The international press body argued with the Government of India to let people decide whether to watch or not.
Meanwhile, hundreds of students are getting suspended or being detained for screening the documentary on university campuses across India.
NPC’s president Eileen O’Reilly as well as Gil Klein, president of the National Press Club Journalism Institute jointly issued a statement on the decision by the government of India to censor the airing of a BBC news documentary probing the role Prime Minister Narendra Modi may have played in the 2002 Gujarat riots.
It reads, “India should be proud that it is the largest democracy in the world, but it cannot hold on to that identity if it continues to erode press freedom, persecute journalists, and suppress news that holds a mirror up to its shortcomings. Since Modi came to power, we have watched with frustration and disappointment as his government — time and time again — has suppressed the right of its citizens to a free and independent news media.”

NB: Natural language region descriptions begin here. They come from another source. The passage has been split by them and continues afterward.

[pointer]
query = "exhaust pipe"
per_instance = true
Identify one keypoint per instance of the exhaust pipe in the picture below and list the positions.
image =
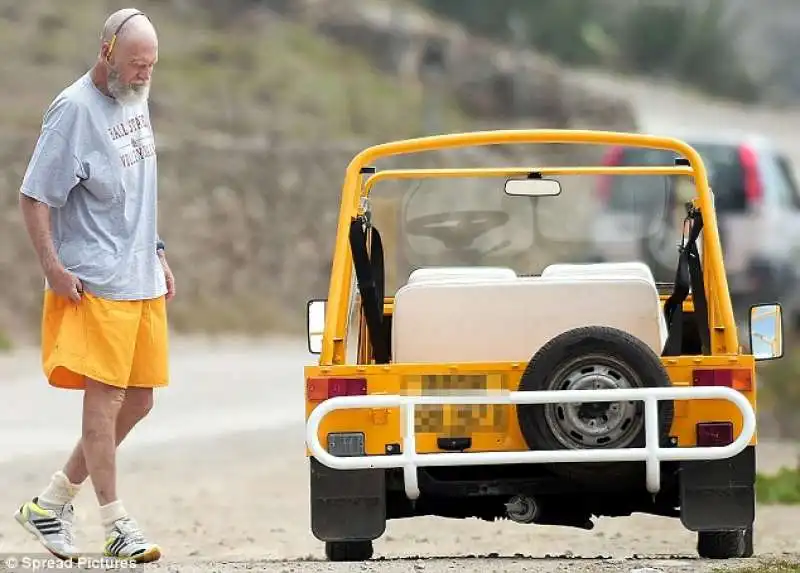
(522, 509)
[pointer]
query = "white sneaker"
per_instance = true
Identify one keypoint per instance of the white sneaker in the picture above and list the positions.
(126, 541)
(51, 525)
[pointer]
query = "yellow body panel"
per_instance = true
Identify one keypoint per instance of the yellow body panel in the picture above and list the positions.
(496, 427)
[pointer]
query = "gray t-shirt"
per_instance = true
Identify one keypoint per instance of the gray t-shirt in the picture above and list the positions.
(95, 166)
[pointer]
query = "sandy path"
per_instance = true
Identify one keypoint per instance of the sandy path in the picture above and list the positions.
(218, 473)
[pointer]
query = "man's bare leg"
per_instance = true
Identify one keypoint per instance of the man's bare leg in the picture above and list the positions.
(136, 405)
(101, 406)
(66, 483)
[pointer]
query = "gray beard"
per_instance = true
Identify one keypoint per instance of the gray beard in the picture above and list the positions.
(127, 94)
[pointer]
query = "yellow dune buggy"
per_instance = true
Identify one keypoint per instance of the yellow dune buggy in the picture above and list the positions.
(474, 361)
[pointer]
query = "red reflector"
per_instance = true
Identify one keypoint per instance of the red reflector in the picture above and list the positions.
(324, 388)
(714, 434)
(741, 379)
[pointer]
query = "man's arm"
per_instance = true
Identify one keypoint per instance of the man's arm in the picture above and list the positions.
(52, 173)
(37, 221)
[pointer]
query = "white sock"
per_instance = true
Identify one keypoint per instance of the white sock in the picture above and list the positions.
(60, 490)
(110, 513)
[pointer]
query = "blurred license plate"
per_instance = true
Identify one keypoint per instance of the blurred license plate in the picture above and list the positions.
(346, 444)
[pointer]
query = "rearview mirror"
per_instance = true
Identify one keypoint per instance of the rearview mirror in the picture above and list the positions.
(533, 187)
(315, 325)
(766, 331)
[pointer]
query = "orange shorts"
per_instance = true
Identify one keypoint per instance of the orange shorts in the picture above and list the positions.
(120, 343)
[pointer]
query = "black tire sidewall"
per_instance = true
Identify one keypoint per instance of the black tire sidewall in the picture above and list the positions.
(638, 358)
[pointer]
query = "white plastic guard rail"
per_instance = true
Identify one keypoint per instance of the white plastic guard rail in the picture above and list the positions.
(651, 453)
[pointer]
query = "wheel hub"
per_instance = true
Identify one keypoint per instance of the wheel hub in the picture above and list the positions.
(594, 424)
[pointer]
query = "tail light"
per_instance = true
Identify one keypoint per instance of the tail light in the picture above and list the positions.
(714, 434)
(738, 379)
(330, 387)
(752, 183)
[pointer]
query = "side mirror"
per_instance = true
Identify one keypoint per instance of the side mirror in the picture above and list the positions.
(315, 325)
(766, 331)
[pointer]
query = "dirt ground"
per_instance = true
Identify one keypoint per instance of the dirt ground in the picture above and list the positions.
(229, 490)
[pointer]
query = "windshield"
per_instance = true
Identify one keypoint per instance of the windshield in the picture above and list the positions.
(472, 222)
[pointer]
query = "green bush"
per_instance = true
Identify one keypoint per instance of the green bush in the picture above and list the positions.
(779, 390)
(689, 42)
(781, 488)
(765, 566)
(5, 342)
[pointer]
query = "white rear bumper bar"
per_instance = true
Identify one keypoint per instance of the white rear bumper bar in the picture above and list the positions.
(652, 454)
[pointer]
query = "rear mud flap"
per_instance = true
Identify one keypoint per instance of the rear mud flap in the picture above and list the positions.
(347, 505)
(720, 494)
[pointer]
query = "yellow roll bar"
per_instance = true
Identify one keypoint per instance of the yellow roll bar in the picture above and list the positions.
(722, 327)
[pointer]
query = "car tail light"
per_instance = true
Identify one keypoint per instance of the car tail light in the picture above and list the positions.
(752, 183)
(738, 379)
(323, 388)
(714, 434)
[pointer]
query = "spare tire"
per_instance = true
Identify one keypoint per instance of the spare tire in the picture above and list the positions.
(593, 357)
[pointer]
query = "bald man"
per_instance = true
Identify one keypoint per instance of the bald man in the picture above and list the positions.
(88, 199)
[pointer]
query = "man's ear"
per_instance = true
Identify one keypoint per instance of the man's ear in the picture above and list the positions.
(105, 52)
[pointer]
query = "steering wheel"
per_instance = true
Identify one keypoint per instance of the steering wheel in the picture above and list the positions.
(457, 229)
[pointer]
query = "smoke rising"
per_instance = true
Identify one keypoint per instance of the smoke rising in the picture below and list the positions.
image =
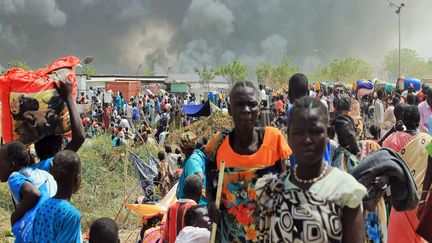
(185, 34)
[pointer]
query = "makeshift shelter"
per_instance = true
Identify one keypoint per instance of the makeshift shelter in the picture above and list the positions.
(151, 210)
(200, 110)
(147, 172)
(415, 83)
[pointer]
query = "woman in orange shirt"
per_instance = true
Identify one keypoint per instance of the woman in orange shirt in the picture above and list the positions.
(249, 152)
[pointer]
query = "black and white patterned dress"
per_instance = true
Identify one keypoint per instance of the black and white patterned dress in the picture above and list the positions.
(295, 215)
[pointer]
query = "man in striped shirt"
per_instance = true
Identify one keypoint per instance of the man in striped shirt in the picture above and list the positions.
(175, 215)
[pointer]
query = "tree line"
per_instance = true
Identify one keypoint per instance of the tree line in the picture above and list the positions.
(276, 75)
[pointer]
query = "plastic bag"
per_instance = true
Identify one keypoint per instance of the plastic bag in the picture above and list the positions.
(31, 106)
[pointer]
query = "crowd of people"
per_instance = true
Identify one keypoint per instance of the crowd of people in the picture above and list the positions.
(307, 164)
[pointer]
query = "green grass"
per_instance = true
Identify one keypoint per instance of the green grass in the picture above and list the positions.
(104, 187)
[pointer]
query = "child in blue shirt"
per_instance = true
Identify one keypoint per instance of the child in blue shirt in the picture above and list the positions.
(29, 186)
(56, 219)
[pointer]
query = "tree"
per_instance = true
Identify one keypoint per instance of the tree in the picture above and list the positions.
(348, 70)
(206, 75)
(284, 72)
(89, 70)
(411, 63)
(235, 71)
(265, 73)
(151, 71)
(274, 75)
(320, 75)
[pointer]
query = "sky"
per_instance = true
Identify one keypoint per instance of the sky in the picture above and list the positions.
(184, 34)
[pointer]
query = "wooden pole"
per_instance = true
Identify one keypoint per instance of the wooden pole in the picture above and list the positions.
(218, 197)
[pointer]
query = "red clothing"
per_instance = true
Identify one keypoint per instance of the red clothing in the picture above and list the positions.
(175, 219)
(420, 95)
(279, 106)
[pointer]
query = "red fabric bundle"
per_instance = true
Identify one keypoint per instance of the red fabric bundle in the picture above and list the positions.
(31, 106)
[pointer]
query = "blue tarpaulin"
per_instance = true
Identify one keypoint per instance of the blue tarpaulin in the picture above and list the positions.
(197, 110)
(192, 109)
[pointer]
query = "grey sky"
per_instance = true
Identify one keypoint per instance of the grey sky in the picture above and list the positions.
(122, 34)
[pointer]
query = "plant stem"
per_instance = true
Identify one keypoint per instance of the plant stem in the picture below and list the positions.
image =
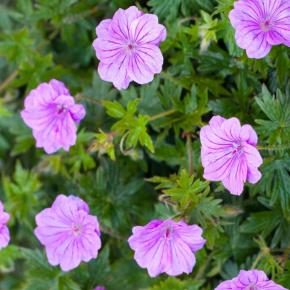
(257, 260)
(189, 154)
(161, 115)
(8, 80)
(274, 148)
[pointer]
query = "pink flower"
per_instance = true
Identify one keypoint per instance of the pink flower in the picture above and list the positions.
(4, 231)
(250, 280)
(166, 246)
(70, 235)
(51, 113)
(260, 24)
(229, 153)
(127, 47)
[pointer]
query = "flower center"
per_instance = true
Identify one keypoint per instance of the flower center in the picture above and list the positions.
(76, 229)
(61, 109)
(251, 287)
(130, 47)
(237, 148)
(265, 25)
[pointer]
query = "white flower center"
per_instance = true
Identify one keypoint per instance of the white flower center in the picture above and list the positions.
(130, 47)
(61, 109)
(237, 148)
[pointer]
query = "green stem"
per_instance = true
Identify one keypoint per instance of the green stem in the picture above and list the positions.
(161, 115)
(189, 154)
(274, 148)
(257, 260)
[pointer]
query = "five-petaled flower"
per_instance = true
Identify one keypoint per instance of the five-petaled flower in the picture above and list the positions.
(51, 113)
(260, 24)
(229, 153)
(68, 232)
(250, 280)
(166, 246)
(127, 47)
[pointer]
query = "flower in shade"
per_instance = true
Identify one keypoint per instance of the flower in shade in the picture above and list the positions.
(127, 47)
(229, 153)
(166, 246)
(260, 24)
(250, 280)
(4, 231)
(51, 113)
(68, 232)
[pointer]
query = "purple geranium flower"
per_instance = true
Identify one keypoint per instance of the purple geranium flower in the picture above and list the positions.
(4, 231)
(127, 47)
(51, 113)
(260, 24)
(250, 280)
(166, 246)
(70, 235)
(229, 153)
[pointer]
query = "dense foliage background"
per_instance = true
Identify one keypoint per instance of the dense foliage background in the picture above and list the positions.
(138, 150)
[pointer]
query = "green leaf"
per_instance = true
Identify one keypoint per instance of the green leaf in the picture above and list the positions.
(114, 109)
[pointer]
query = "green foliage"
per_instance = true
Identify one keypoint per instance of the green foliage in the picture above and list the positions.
(145, 136)
(132, 128)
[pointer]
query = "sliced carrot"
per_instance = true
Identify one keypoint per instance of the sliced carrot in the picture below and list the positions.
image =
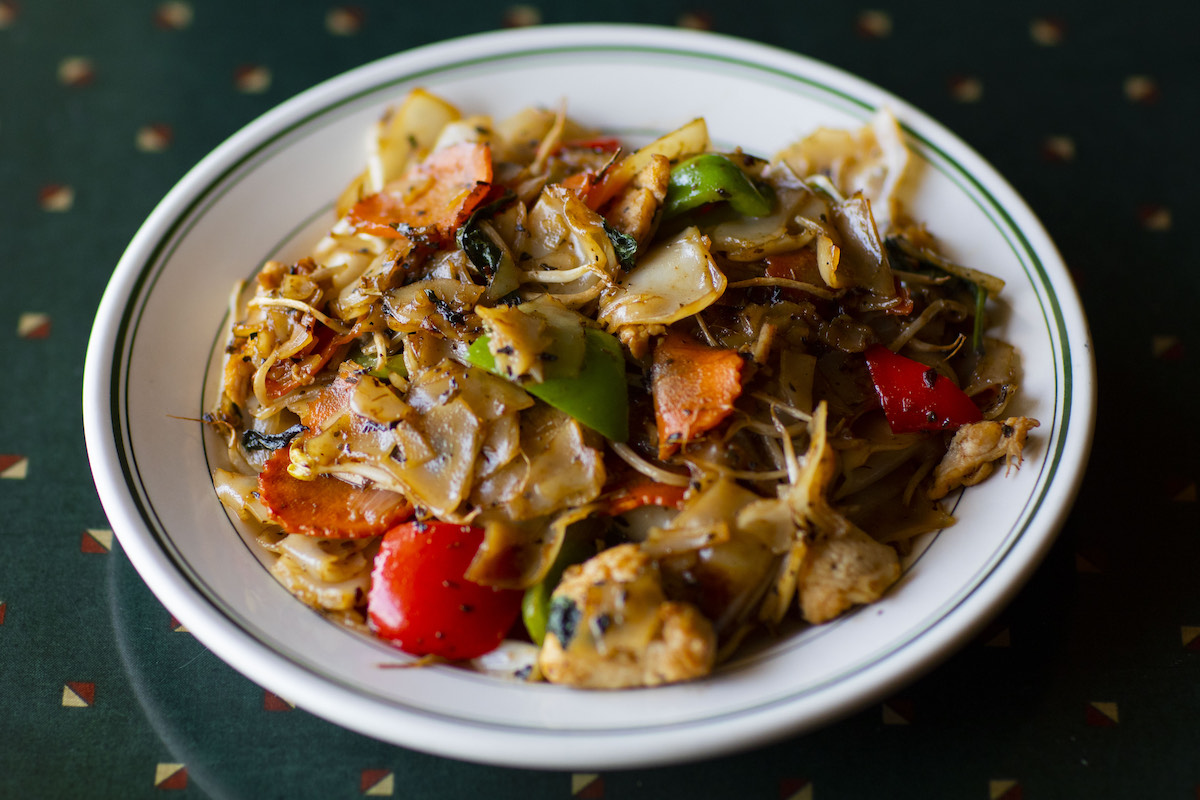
(300, 370)
(330, 403)
(433, 197)
(597, 144)
(327, 506)
(646, 493)
(694, 388)
(581, 184)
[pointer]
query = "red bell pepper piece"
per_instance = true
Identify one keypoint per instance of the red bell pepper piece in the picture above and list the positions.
(421, 602)
(916, 397)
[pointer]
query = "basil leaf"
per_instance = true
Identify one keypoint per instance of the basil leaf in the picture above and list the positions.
(563, 620)
(256, 440)
(483, 252)
(624, 245)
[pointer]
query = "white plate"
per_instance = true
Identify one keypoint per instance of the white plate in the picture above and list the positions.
(268, 191)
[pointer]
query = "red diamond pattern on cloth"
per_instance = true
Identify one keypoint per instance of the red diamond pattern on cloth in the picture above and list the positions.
(9, 13)
(1059, 149)
(1048, 31)
(55, 197)
(77, 71)
(695, 20)
(34, 325)
(521, 16)
(1141, 89)
(1155, 217)
(169, 776)
(78, 695)
(345, 20)
(874, 24)
(96, 540)
(795, 788)
(1102, 715)
(966, 89)
(154, 138)
(173, 16)
(1003, 789)
(1167, 348)
(252, 79)
(587, 786)
(377, 783)
(13, 467)
(273, 702)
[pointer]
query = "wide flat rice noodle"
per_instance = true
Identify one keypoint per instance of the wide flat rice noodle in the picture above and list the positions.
(327, 506)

And added, “We strongly urge the government of India to rescind its ban on the BBC documentary and to allow the citizens of India to decide for themselves whether they agree or disagree with its findings. The BBC is one of the most respected news sources in the world and is known for its high editorial standards.
We also demand in the strongest terms, the government stop its persecution of journalists and suppression of press freedom in India.”
After the BBC aired a two-part documentary entitled ‘ndia: The Modi Question’ on Jan. 17, the Indian government used its emergency powers to ban it from being aired in the country. Modi’s government also forced Twitter and YouTube to block the documentary in India under an unjust 2021 information technology law, which the National Press Club has previously criticized.
The BBC documentary examines PM Modi’s role in the 2002 Gujarat riots when he was chief minister of the western Indian state. During the riots, thousands of predominantly Muslim Indians were killed, many were raped and Muslim establishments were set on fire.
The Indian Supreme Court exonerated Modi in 2012 of wrongdoing but the documentary notes the British Foreign Office produced an unpublished report claiming Modi was ‘directly responsible’ for enabling the impunity of violence that led to the killings.
Founded in 1908, the National Press Club is the world’s leading professional organization for journalists.
The National Press Club Journalism Institute promotes an engaged, global citizenry through an independent and free press. The NPCJI is the nonprofit affiliate of the National Press Club.